There's something off, but I can't quite put my finger on it. Albert once talked about feeling "unsettled," and that word stuck. What did he mean? What's behind this persistent feeling? Was it a hint of depression or something entirely different? This feeling's a regular visitor, isn't it? It's a visitor that comes in and out of my life, never saying a permanent goodbye.
Ever felt like you're adrift in the ocean of life? Moving, but without a destination, just like a boat with no anchor.
I think it's just time for me to learn to make friends with this emotion. To understand it better by making a journey back through the corridors of my past, maybe just a couple of years, or perhaps even further, to piece together the puzzle. It's about comprehending, not conquering. To figure out what's steering my present? The memories, the traumas, or the price I have to pay for not knowing myself?
Imagine flipping through an old photo album—each picture tells a story waiting to be heard. That's what I'm doing right now. Asking those pictures: "What was missing back then? How's it affecting me now?"
Maybe, by making peace with this feeling, it won't feel like an enemy but a guide. Like a friend dropping hints. It's a cliche but it's true, that sometimes our greatest struggles can be our most influential teachers. By embracing this feeling, perhaps it can transform into a compass, guiding me through the unknown.
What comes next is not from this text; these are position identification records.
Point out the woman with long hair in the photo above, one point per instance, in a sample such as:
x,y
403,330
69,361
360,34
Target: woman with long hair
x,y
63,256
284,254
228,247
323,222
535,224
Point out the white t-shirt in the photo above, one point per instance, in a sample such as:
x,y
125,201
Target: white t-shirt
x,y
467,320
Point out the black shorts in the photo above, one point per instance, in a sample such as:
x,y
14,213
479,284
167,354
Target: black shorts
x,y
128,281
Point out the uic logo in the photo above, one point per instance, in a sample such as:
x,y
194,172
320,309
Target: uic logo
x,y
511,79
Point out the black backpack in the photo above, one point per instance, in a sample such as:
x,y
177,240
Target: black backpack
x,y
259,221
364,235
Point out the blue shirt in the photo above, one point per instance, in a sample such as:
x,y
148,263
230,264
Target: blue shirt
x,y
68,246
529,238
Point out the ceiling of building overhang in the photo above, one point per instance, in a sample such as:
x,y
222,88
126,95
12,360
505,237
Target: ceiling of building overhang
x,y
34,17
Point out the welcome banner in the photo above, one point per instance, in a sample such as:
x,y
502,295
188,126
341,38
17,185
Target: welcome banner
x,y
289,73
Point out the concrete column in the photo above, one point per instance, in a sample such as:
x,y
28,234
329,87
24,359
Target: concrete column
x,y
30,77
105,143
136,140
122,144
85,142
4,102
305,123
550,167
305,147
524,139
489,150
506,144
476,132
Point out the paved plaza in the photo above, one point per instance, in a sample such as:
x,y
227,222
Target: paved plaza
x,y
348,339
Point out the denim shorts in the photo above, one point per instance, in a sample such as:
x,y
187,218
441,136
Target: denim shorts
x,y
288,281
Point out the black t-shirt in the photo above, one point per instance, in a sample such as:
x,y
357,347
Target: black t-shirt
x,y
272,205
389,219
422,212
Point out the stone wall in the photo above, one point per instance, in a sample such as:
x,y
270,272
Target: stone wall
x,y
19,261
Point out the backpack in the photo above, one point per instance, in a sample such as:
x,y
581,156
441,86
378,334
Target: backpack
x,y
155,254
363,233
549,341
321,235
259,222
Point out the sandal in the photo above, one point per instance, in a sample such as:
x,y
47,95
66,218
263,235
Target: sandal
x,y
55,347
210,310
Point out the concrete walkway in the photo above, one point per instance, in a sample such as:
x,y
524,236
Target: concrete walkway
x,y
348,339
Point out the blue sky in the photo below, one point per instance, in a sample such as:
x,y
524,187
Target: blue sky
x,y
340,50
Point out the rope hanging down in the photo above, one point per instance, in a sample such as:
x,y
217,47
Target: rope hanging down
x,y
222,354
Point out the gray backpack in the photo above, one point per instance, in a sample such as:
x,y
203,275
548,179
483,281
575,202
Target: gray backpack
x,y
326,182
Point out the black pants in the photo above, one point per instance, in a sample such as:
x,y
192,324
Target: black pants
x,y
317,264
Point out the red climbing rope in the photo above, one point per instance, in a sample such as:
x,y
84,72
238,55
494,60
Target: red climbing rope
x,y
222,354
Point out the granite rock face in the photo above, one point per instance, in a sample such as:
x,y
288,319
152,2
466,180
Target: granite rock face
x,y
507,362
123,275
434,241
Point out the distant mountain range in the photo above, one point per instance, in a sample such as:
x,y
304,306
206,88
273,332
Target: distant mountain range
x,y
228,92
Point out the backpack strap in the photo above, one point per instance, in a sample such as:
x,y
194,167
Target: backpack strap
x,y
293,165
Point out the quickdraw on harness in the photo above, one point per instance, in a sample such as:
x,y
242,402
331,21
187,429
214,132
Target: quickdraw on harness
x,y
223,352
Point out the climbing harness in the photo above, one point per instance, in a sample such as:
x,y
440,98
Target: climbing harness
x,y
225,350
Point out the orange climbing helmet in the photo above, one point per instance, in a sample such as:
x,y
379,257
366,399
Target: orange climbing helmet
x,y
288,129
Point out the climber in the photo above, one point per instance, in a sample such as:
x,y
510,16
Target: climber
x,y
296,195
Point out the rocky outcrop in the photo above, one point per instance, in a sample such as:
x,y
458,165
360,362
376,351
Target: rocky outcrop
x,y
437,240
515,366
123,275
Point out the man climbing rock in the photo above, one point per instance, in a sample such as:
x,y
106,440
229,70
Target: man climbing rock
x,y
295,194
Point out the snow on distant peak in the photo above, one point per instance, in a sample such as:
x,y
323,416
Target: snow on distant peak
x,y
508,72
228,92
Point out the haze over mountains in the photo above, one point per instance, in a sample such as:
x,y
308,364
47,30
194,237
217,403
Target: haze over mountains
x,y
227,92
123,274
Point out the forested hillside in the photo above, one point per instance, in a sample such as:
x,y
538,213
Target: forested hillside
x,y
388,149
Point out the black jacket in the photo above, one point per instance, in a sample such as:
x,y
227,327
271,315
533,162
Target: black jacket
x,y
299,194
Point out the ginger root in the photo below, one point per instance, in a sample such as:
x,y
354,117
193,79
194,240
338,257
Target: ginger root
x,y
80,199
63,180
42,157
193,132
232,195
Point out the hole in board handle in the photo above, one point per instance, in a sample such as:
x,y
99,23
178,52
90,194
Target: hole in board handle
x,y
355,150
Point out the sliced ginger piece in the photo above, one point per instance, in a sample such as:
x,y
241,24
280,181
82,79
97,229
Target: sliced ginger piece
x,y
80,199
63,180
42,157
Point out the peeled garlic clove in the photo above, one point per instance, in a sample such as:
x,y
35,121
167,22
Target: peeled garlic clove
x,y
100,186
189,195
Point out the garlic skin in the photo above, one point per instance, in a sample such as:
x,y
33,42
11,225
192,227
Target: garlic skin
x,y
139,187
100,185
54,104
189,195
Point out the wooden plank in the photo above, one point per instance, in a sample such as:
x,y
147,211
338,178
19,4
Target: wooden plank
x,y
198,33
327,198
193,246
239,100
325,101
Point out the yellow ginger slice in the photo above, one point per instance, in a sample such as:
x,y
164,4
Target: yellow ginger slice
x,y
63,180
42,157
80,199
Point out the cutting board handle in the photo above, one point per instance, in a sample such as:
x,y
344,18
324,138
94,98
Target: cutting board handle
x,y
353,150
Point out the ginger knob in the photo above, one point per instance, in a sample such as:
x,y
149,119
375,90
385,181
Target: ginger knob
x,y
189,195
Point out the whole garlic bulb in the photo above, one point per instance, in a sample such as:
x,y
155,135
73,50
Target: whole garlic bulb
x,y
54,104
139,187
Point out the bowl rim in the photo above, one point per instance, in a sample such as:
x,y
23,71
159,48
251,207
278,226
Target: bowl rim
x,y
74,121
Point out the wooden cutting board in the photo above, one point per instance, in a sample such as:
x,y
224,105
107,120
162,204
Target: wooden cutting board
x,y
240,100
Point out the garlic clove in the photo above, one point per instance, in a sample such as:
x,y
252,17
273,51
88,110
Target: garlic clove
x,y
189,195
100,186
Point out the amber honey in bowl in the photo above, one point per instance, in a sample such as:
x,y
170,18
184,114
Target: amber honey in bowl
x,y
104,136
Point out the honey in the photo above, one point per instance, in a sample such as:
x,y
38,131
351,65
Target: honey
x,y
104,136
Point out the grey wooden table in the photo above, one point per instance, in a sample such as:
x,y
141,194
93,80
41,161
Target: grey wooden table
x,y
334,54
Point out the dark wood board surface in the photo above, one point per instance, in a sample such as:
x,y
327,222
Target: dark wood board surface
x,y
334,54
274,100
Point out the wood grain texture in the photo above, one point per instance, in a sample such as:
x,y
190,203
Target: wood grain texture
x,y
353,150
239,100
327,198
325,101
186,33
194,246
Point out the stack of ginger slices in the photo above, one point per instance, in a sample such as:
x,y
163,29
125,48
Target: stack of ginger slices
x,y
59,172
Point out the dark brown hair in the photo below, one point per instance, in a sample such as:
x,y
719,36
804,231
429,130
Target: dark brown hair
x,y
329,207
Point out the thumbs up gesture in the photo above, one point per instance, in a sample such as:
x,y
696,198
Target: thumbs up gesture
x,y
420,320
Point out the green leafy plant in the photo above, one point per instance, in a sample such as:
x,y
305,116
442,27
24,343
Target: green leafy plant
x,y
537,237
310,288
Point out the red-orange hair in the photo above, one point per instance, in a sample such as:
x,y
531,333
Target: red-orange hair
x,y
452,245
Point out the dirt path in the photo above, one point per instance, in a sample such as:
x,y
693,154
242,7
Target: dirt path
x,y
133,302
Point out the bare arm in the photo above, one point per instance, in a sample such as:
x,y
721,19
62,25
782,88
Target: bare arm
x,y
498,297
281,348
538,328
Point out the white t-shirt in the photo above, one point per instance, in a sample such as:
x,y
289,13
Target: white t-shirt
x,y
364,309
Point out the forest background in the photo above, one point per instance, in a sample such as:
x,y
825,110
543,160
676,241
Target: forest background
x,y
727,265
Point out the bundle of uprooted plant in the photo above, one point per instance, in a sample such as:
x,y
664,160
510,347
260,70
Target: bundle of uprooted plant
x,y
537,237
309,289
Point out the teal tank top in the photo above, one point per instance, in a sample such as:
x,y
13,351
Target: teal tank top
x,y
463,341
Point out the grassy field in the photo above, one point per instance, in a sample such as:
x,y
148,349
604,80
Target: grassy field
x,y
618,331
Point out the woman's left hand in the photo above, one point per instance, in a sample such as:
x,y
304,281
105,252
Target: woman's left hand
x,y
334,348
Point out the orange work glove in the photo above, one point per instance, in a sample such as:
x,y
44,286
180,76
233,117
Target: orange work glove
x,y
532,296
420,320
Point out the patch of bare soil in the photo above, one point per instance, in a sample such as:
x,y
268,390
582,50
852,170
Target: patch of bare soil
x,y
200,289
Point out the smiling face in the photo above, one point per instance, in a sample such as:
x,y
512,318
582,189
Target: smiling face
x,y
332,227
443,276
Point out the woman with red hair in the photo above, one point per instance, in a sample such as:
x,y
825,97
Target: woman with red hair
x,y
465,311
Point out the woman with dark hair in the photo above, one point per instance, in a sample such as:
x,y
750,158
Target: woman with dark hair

So, I move ahead, eager to unwrap the lessons hidden within this inexplicable feeling. Join me on this journey, won't you?
***
If you're starting to lose your way,
Give yourself permission to stop and take a pause.
Put down all the shiny things you've been holding on to too tightly,
Just for a minute.
And breathe.
Simply breathe.
When you feel ready, gather them where you left off.
Then stride forward,
Walk tall,
wear your wounds on your sleeve and live as if you have nothing to lose.